There are many factors worrying investors right now and triggering a rush out of stock markets. Here are four of the biggest:

1. Rising US interest rates

The US Federal Reserve has increased interest rates three times this year in a bid to prevent its buoyant economy from overheating. They now stand at between 2 and 2.25 per cent and markets are pencilling in three more rises next year.

Kim Catechis, manager of the Legg Mason Martin Currie Global Emerging Markets Fund, says US inflation is rising and the Fed will continue to raise rates in 2019. “With inflationary pressures growing, an increasing number of corporates are guiding profitability expectations downwards for 2018 and 2019, citing the negative impact of rising costs.”

At the same time as rates are rising, central bankers in the US and Europe have been ending quantitative easing, bringing the era of cheap money to an end.

2. Stronger dollar

High US rates have driven up the value of the dollar and bond yields, and this is putting pressure on emerging market countries that took advantage of low interest rates to run up trillions in dollar-denominated debt.

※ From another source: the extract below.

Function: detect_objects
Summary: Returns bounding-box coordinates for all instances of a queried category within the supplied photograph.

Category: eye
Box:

They have also suffered capital outflows as international investors have switched to the US, driving markets lower. Omar Negyal, portfolio manager of the JP Morgan Global Emerging Markets Income Trust, says this looks like a buying opportunity. “Despite short-term volatility we remain positive about long-term prospects and profitability for emerging markets.” 

3. Global trade war

Ritu Vohora, investment director at fund manager M&G, says markets fear that US President Donald Trump’s spat with China will escalate into a full-blown global trade war, with both sides suffering. “The US economy is robust enough to absorb higher input costs now, but this may not be the case as tariffs escalate. However, with a host of factors hitting investor sentiment, this is becoming a stock picker’s market.”

4. Eurozone uncertainty

Europe faces two challenges right now in the shape of Brexit and the new populist government in eurozone member Italy.

Chris Beauchamp, chief market analyst at IG, which has offices in Dubai, says the stand-off between between Rome and Brussels threatens to become much more serious. "As with Brexit, neither side appears willing to step back from the edge, threatening more trouble down the line.”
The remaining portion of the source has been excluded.